1.2. Air Pollution Modelling
Air pollution monitoring is a standard tool for the air pollution assessment. In the Czech Republic, it is supposed to be the main tool for air monitoring and research in accordance with Czech Act no. 201/2012 Coll. Air pollution concentrations are regulated in respect to both acute effects of pollution exposure (short-term averages) and the effects of chronic air pollution exposure represented by yearly averages. This approach was implemented from the EU Legislation Act on Ambient Air Quality and Cleaner Air for Europe [
4] and is universal for the EU countries. The given study focuses on the chronic part of the air pollution effect represented by yearly averages.

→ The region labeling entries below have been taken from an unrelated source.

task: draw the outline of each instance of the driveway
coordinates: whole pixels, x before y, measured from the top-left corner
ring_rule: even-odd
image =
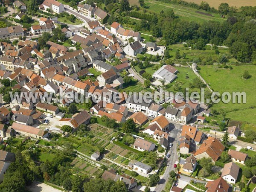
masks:
[[[144,83],[144,79],[141,78],[132,68],[131,67],[130,68],[128,69],[128,71],[130,74],[134,75],[134,79],[137,79],[139,81],[141,82],[142,83]]]
[[[27,186],[27,189],[31,192],[61,192],[63,191],[38,181],[34,181],[31,185]]]
[[[160,177],[160,181],[158,182],[157,185],[156,186],[154,191],[157,192],[161,192],[164,189],[166,182],[168,180],[169,173],[171,171],[175,170],[174,167],[174,164],[178,160],[177,154],[177,138],[180,136],[180,131],[179,129],[181,126],[178,124],[172,124],[172,127],[169,129],[170,131],[169,133],[169,137],[171,137],[171,142],[172,143],[173,145],[172,147],[169,148],[169,151],[171,156],[168,159],[166,171],[163,175]]]
[[[8,12],[3,15],[2,16],[2,17],[8,17],[14,13],[14,9],[12,7],[7,7],[7,10],[8,11]]]

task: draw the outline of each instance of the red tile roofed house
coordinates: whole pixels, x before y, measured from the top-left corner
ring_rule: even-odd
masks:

The disadvantage of pure air pollution monitoring is that measurements can provide information about concentrations only at specific measurement points. For effective air pollution management, it is better to have continuous information about the distribution in the study area. Mathematical air pollution dispersion modelling is a suitable method to acquire the concentration distribution of air pollution in the study area.

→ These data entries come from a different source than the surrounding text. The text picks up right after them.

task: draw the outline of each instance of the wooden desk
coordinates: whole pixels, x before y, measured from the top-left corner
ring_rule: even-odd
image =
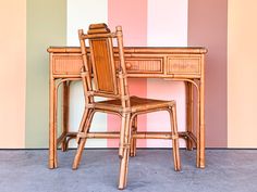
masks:
[[[50,47],[49,168],[58,166],[57,148],[68,149],[76,132],[69,131],[69,86],[79,80],[83,65],[79,48]],[[115,51],[117,52],[117,51]],[[196,166],[205,167],[205,48],[125,48],[128,77],[162,78],[185,81],[186,131],[180,137],[187,150],[196,146]],[[88,50],[89,53],[89,50]],[[58,88],[63,86],[62,132],[57,136]],[[194,97],[194,90],[197,97]],[[195,102],[193,100],[196,100]],[[196,104],[196,110],[194,105]],[[194,118],[195,117],[195,118]],[[194,123],[195,119],[195,123]],[[195,125],[195,126],[194,126]]]

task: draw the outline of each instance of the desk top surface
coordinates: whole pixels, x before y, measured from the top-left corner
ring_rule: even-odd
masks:
[[[114,48],[114,52],[118,48]],[[49,47],[49,53],[81,53],[79,47]],[[87,50],[89,52],[89,50]],[[185,54],[206,54],[204,47],[124,47],[125,53],[185,53]]]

Mathematical models utilized in the air quality assessment and management can be classified by the model type as [
5]:
empirical models,
Gaussian models,
numerical models,
physical models.
Physical models are a smaller physical representation of a real situation that they represent and allow studying. Numerical models are a category of models based on general formulas and algorithms of computational fluid dynamics. These model categories are not considered in the study.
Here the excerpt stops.